One of the most popular MCDA methods is TOPSIS (Technique for Order Preference by Similarity to Ideal Solution) proposed in 1981 by Hwang and Yoon [
30]. At the basis of the TOPSIS method is the identification of what are called ideal solutions; namely, a positive ideal solution (PIS) and a negative ideal solution (NIS). The alternatives are evaluated based on their distance from the aforementioned ideal solutions. Essentially, they obtain a better score the shorter their distance from PIS and the greater their distance from NIS. The TOPSIS method has many advantages that contribute to its popularity. Among the most apparent are its simplicity and efficiency [
31], ability to be adapted to deal with both quantitative and qualitative data [
32], and the fact that no advanced tools or knowledge are required to implement it [
33].
The popularity of the TOPSIS method is reflected in its large presence in the literature. Behzadian et al. [
34] created a well-known literature review in which they described and categorized 266 papers from 2000 to 2012 that employ the TOPSIS method.
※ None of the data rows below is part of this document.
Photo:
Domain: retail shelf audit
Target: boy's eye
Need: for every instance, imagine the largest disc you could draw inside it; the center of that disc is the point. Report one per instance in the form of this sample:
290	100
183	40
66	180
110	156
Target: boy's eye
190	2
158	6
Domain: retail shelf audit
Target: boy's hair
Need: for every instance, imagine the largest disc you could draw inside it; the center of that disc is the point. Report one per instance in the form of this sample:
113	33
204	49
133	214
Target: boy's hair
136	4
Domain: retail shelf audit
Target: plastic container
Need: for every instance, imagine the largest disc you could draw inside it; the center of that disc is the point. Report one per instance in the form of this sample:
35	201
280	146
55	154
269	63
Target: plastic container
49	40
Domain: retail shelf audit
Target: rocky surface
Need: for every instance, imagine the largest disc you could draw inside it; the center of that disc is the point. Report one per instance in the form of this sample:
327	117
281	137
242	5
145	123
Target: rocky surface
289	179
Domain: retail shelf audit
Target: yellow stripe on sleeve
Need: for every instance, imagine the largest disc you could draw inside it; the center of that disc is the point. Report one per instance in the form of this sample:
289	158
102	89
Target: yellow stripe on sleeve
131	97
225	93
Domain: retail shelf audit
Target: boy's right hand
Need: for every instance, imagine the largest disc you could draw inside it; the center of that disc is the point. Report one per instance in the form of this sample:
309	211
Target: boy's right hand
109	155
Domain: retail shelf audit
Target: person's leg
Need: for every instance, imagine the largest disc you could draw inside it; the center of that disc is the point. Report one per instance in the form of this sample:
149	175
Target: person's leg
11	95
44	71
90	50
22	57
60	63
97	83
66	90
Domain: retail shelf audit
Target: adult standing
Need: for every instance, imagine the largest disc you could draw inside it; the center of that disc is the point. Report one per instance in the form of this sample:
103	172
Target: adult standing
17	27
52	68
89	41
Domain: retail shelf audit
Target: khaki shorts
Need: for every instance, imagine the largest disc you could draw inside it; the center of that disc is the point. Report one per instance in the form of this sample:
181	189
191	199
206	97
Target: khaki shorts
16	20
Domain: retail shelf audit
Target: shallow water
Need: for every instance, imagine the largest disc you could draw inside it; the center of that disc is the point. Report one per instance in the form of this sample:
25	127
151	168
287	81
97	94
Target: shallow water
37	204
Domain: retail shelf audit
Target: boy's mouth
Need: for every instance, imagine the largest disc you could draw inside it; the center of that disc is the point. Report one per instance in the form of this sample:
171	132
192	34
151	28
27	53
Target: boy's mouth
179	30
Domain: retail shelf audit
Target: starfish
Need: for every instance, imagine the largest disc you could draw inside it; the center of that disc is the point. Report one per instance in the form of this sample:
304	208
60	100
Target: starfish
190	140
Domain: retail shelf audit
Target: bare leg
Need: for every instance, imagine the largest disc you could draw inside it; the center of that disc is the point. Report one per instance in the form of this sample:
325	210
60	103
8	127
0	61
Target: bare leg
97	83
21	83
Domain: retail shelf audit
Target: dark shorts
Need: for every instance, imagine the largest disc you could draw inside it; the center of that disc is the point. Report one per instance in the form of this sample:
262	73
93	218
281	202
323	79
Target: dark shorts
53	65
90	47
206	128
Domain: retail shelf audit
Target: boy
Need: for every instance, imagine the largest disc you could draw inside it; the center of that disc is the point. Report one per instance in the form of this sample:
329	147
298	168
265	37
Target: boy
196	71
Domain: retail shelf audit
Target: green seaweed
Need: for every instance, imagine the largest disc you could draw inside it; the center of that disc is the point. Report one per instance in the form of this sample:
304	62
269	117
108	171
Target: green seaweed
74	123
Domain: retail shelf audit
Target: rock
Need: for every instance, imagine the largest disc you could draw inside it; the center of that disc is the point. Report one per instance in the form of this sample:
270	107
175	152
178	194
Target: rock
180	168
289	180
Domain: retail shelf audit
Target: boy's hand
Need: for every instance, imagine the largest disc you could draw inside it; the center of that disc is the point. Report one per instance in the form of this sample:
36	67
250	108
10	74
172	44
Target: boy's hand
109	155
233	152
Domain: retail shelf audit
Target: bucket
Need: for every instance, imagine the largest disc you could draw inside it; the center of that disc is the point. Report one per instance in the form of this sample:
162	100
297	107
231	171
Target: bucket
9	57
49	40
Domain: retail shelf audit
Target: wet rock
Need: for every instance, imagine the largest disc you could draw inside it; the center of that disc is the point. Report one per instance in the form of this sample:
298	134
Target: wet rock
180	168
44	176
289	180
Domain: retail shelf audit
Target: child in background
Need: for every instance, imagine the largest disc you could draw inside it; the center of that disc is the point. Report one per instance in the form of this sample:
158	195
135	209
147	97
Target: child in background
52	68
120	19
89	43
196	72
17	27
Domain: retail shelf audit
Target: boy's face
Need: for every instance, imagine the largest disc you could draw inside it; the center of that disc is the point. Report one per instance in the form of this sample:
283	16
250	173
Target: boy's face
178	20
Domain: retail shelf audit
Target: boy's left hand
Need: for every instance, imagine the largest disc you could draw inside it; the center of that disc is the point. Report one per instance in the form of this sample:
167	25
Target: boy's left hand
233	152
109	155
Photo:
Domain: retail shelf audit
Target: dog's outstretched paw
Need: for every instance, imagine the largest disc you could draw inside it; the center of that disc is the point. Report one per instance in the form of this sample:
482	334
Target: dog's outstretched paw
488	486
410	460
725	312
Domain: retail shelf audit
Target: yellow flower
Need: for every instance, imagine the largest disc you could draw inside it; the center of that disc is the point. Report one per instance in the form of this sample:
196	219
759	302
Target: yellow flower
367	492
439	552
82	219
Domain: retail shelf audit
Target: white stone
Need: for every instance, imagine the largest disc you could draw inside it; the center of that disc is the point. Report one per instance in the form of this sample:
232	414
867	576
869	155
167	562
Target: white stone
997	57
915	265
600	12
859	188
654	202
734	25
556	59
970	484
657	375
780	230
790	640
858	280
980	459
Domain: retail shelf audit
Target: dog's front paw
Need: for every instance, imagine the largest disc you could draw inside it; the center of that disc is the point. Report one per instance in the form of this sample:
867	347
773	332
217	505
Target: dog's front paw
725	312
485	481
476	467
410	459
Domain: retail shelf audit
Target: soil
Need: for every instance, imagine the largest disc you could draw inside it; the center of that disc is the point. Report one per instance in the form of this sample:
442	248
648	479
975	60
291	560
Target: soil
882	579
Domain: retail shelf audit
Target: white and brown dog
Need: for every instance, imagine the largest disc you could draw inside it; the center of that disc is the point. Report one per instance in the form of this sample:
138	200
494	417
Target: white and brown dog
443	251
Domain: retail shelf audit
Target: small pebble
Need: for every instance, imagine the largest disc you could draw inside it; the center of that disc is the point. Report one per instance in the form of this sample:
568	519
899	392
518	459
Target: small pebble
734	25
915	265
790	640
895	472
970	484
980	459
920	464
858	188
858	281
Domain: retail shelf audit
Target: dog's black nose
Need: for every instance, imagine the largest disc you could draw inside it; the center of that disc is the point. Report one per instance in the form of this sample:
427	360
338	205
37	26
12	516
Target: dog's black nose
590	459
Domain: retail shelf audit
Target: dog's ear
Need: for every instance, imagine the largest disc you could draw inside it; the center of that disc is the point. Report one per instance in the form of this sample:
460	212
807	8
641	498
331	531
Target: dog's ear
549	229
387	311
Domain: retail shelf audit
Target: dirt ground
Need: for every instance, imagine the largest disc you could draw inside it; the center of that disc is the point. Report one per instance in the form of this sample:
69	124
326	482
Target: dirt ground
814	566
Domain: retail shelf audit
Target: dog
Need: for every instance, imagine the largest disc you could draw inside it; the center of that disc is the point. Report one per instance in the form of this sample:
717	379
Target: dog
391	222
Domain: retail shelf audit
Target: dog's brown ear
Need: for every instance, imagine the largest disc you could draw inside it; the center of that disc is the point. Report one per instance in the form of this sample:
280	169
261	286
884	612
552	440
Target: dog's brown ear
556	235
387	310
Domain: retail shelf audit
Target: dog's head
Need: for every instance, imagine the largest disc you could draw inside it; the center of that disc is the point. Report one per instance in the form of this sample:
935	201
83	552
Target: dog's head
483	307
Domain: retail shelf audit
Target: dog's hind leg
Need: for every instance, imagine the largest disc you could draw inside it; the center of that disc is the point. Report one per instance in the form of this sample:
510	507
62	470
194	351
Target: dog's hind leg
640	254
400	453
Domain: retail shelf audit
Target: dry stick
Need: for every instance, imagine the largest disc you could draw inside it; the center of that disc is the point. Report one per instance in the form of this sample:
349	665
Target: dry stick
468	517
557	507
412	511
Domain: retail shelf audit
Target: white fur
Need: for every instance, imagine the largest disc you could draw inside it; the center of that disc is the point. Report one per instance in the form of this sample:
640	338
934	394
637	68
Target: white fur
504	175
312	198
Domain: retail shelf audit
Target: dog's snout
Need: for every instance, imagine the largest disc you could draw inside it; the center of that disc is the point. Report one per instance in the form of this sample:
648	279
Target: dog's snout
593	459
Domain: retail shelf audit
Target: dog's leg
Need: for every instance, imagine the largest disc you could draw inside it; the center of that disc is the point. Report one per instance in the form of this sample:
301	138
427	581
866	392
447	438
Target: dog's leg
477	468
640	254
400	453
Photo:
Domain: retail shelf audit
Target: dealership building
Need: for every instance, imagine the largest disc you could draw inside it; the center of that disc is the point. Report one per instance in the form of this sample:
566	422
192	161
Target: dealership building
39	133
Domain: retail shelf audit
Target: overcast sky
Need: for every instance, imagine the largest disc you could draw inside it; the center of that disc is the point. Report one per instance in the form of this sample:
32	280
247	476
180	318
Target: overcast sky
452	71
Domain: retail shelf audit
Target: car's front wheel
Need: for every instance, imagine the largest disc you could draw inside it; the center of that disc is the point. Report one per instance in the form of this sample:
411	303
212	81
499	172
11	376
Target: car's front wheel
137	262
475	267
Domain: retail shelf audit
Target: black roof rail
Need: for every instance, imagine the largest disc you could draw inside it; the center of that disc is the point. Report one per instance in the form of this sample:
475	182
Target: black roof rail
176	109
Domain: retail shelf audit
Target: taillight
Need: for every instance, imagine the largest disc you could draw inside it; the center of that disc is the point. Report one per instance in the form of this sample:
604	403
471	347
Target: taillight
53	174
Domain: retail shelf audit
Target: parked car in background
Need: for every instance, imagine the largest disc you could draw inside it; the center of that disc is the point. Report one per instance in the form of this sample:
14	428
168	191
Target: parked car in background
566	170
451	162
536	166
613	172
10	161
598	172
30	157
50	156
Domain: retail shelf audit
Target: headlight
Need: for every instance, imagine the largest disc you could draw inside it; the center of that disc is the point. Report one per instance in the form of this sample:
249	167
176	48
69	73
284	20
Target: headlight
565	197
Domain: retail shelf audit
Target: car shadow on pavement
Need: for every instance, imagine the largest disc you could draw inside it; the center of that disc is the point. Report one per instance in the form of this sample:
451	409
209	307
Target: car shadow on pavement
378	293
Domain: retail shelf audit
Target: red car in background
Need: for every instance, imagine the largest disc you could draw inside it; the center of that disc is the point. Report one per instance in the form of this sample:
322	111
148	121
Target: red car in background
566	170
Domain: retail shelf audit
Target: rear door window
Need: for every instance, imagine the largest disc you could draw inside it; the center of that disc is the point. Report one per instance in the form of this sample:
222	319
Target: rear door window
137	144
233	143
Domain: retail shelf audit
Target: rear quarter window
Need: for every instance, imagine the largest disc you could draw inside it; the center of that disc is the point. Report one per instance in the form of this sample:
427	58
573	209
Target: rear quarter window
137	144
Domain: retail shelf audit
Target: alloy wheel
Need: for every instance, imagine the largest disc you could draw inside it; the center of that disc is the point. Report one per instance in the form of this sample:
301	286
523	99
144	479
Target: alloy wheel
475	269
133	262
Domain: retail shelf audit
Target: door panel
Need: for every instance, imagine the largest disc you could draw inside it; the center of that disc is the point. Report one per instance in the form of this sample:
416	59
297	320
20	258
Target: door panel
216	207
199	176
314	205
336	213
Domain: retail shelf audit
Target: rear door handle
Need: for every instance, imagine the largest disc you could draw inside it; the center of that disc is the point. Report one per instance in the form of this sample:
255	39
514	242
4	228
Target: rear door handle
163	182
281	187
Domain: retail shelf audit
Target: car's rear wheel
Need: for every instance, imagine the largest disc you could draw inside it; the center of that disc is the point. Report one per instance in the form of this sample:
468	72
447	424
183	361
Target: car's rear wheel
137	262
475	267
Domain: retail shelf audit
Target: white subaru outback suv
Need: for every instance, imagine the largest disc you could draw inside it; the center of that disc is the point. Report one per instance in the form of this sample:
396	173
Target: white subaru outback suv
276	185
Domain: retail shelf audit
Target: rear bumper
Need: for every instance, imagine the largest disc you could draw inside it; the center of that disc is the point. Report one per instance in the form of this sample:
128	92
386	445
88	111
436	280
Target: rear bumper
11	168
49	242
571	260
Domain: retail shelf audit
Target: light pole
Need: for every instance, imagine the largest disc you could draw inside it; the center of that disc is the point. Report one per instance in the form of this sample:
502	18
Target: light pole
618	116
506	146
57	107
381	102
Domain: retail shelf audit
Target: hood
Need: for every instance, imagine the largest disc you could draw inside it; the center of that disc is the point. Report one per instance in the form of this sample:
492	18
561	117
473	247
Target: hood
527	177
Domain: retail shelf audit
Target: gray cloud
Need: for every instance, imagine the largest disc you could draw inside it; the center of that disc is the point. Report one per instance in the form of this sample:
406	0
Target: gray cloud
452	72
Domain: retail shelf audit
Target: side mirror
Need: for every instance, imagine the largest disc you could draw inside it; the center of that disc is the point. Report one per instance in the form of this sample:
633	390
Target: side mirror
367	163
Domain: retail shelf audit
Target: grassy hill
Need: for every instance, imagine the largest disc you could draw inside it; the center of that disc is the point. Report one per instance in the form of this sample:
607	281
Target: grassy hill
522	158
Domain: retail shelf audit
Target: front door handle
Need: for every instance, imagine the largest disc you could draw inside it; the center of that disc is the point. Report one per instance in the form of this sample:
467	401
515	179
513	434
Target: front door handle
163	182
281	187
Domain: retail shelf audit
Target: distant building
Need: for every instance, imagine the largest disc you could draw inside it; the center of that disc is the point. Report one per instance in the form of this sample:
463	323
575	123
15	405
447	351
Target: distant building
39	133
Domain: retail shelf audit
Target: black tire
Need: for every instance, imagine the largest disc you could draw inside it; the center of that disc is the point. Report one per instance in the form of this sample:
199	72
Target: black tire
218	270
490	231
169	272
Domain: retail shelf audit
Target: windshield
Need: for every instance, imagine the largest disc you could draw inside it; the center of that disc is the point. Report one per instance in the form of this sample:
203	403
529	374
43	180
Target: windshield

TOPSIS is also commonly used in the present day [
35]. Areas of its application include sustainability [
36,
37,
38,
39], finances [
40,
41,
42], energy planning and management [
43,
44,
45], and transportation [
46,
47,
48]. Among the applications listed, not only the original TOPSIS method is used, but also combinations with other methodologies and different extensions adapted to the addressed issue.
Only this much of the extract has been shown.